Forms of Inflammation. This morbid process might be divided almost indefinitely according to the organ invaded, the cause, and type, yet it will be more convenient to deal with it generically and notice inflammation in nonvascular and vascular tissues respectively, and the different types of granular degeneration, exudative inflammation and croupous inflammation. It will be requisite further to notice an acute and a chronic type.

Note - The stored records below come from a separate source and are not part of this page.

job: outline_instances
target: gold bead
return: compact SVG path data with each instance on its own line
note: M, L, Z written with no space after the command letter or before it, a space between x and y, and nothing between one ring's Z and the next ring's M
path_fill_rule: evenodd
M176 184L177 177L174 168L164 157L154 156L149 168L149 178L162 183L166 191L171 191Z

By dealing first with the changes in the anatomical elements of the tissues and in the innervation, we shall virtually cover the phenomena observed in nonvascular tissues, and later the changes in connection with the circulatory system will give the additional characteristics of inflammation in vascular tissues.

CHANGES IN THE TISSUE ELEMENTS.

Death of cells and tissue. By the application of an irritant (acid, heat, etc.,) a certain thickness of tissue with its enclosed cells is killed, and a thin layer of necrosis is usually produced. This does not constitute inflammation, but it acts as a foreign body, often septic, in producing inflammation in the parts adjacent.

Cloudy Swelling, Granular Degeneration. This may occur in the inflamed area surrounding the necrosed tissue in the seat of a burn or other injury, it is exceedingly common in the cells of inflamed parenchymatous tissue (liver, kidney), in the muscle of the heart, in the gastro-intestinal mucosa, in febrile affections and in poisoning with arsenic, phosphorus, or mineral acids. The gross appearance of the tissue is that of swelling, with a dull grayish color and a loss of its normal translucency. The cells of the affected organs are seen under the microscope to be filled with small albuminous granules which may be so abundant as to completely conceal the cell structure. The granules are insoluble in ether, but disappear under acetic acid. This condition of the cells is often associated with the exudative forms of inflammation.